Has the advent of cloud computing and cloud-hosted services heralded the death knell for the corporate network as we know it?

“Not at all,” says Andy Robb, chief technology officer at Duxbury Networking. “We’ve been hearing this kind of talk for some time now from the cloud computing and virtualisation protagonists but nothing could be further from the truth.”
If anything, says Robb, the corporate network will grow in importance and relevance, mirroring the acceptance of cloud computing and cloud hosted services.
“Even if traditional voice and video services, currently within the domain of the network, are cloud hosted in future, the network will remain a key and critical component of how these services are provisioned to the end user,” he explains.

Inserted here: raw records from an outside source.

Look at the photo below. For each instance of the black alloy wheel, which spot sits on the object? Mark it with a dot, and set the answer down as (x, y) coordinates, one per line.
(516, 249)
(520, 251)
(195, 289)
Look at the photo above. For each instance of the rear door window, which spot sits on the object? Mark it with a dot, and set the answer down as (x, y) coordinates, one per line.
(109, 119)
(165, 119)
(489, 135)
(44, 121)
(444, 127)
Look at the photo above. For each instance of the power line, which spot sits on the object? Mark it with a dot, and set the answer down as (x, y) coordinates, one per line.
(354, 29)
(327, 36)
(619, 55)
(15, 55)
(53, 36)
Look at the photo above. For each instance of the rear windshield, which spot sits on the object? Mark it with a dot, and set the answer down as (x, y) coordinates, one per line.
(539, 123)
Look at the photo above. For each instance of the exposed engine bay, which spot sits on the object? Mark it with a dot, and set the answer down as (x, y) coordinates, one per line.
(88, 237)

Underlining this, Robb points to the growing importance of wireless technology as an access mechanism and not simply as an ad hoc network overlay for the convenience of a few mobile senior managers and executives.
“Wireless will unlock the power of the cloud. It is capable of taking corporate network infrastructures from static, fixed architectures to dynamic, virtualised ones,” he stresses.
“For example, wireless technologies are increasingly being adopted to link indoor, outdoor and municipal area networks and are key requirements in the quest for closer collaboration between the cloud host and end user with a view to enhancing productivity. This is supported by new developments in instant messaging, video conferencing and the ability today to have video on the desktop.”
Robb adds that video integration with existing communication devices such as mobile phones, desktop phones and soft clients is also driving the growth of ‘the back office’.
“When we speak of the back office we refer, of course, to the network which is being called upon to support a plethora of emerging, cloud-hosted, converging applications.”
How far will the network evolve? “The network will become the transport mechanism for powering most of the devices in the corporate environment, enhancing it to critical component status,” maintains Robb.
“As much as ‘cloud-based storage’, ‘hosting’ and ‘virtualisation’ may seem far removed from the network – and as much as they are the ‘buzz-words’ in the IT industry at present – the actual transport of these services right down to a user on a mobile phone or on a laptop, be he on the move or at his desk, is dependent on the corporate network.
“Consequently, the end-to-end network remains a key component which must be critically designed and deployed. From a design standpoint, it is even more critical than the hardware on which cloud-based services are running,” he notes.
Turning again to the role of wireless, he says high capacity wireless links have enabled users to work more efficiently and, from a corporate perspective, allowed organisations to connect branches and bring effective disaster recovery and similar services online at a fraction of the cost of wired services which are often handicapped by bandwidth constraints.
“Municipalities are beginning to use the technology to provision services of all kinds – many will be cloud-based in future – to residents over municipal area networks (MANs) within their areas,” adds Robb.
He says voice and Internet services as well as many kinds of point-of-sale, metering and other services are becoming more important in regional and local government too – pointing to the strength of the network and the overarching ability of the cloud and hosted services to trigger new business opportunities for all sectors.